Abstract Ventricular dysfunction secondary to electrical and mechanical dyssynchrony in chronic right ventricular apical pacing is a well-recognized complication. There are no previous reports of pharmacologically induced dyssynchrony. A 10-day old infant with incessant supraventricular tachycardia was admitted to the neonatal intensive care unit. Therapy with oral propranolol was initiated and due to persistence of tachycardia intravenous amiodarone was administered. The patient remained predominantly in tachycardia with heart rates between 200-290 beats per minute for a week with serial echocardiograms showing preserved ventricular function. Oral flecainide was started. After 24 hours of treatment the patient developed a slower incessant wide QRS with a left bundle branch block pattern. The echocardiogram showed deterioration of left ventricular systolic function and moderate mitral regurgitation. Flecainide and propranolol were discontinued.

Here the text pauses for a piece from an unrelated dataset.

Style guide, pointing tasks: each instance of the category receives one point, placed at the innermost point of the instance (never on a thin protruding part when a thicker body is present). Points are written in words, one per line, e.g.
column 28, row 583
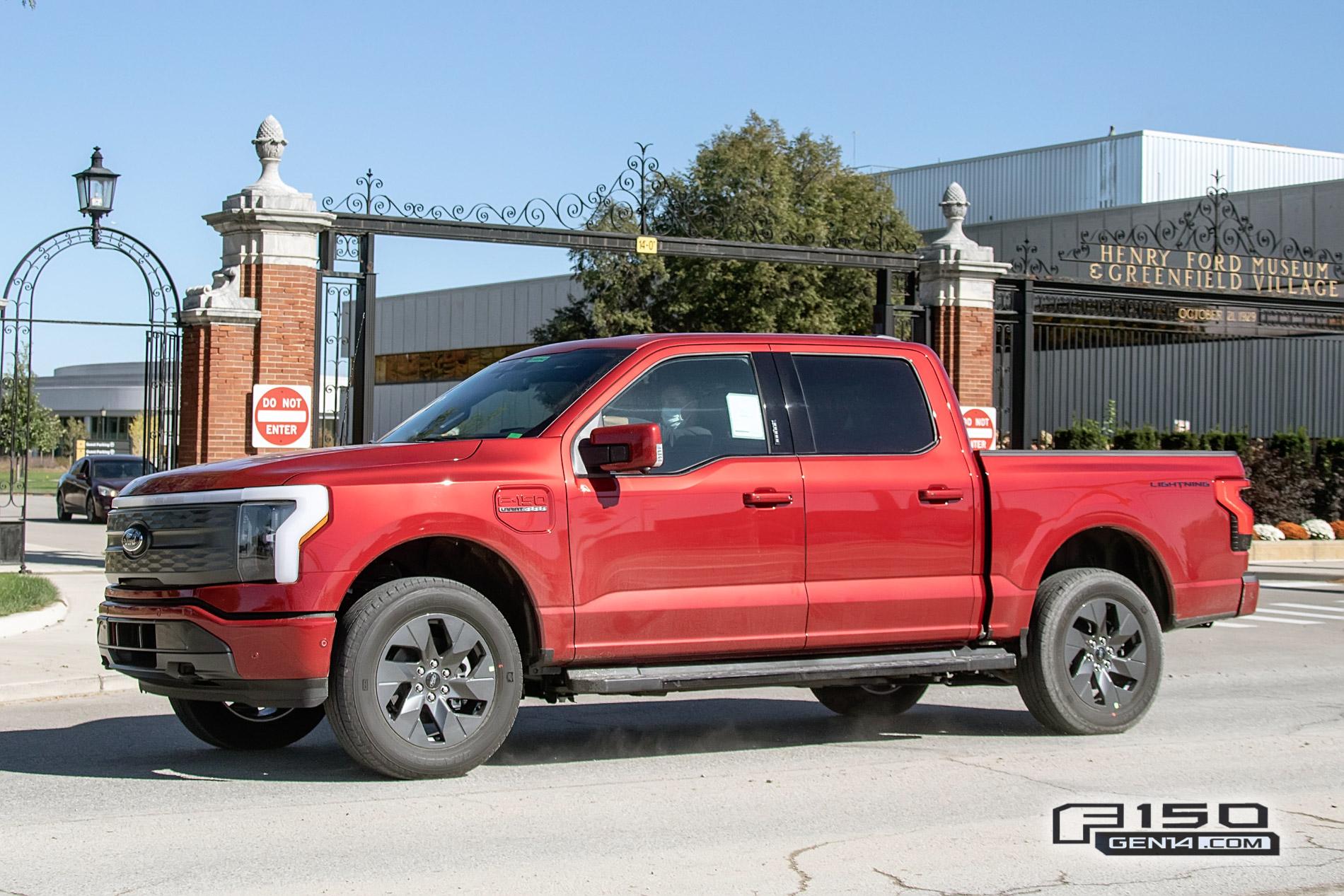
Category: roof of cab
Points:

The QRS complex narrowed and despite intermittent breakthroughs of supraventricular tachycardia, ventricular function normalized. Propranolol was restarted to achieve definitive control of the tachycardia. The presence of ventricular dyssynchrony generated by the left bundle branch block pattern secondary to pharmacological treatment with flecainide is a novel possible explanation for the development of ventricular dysfunction.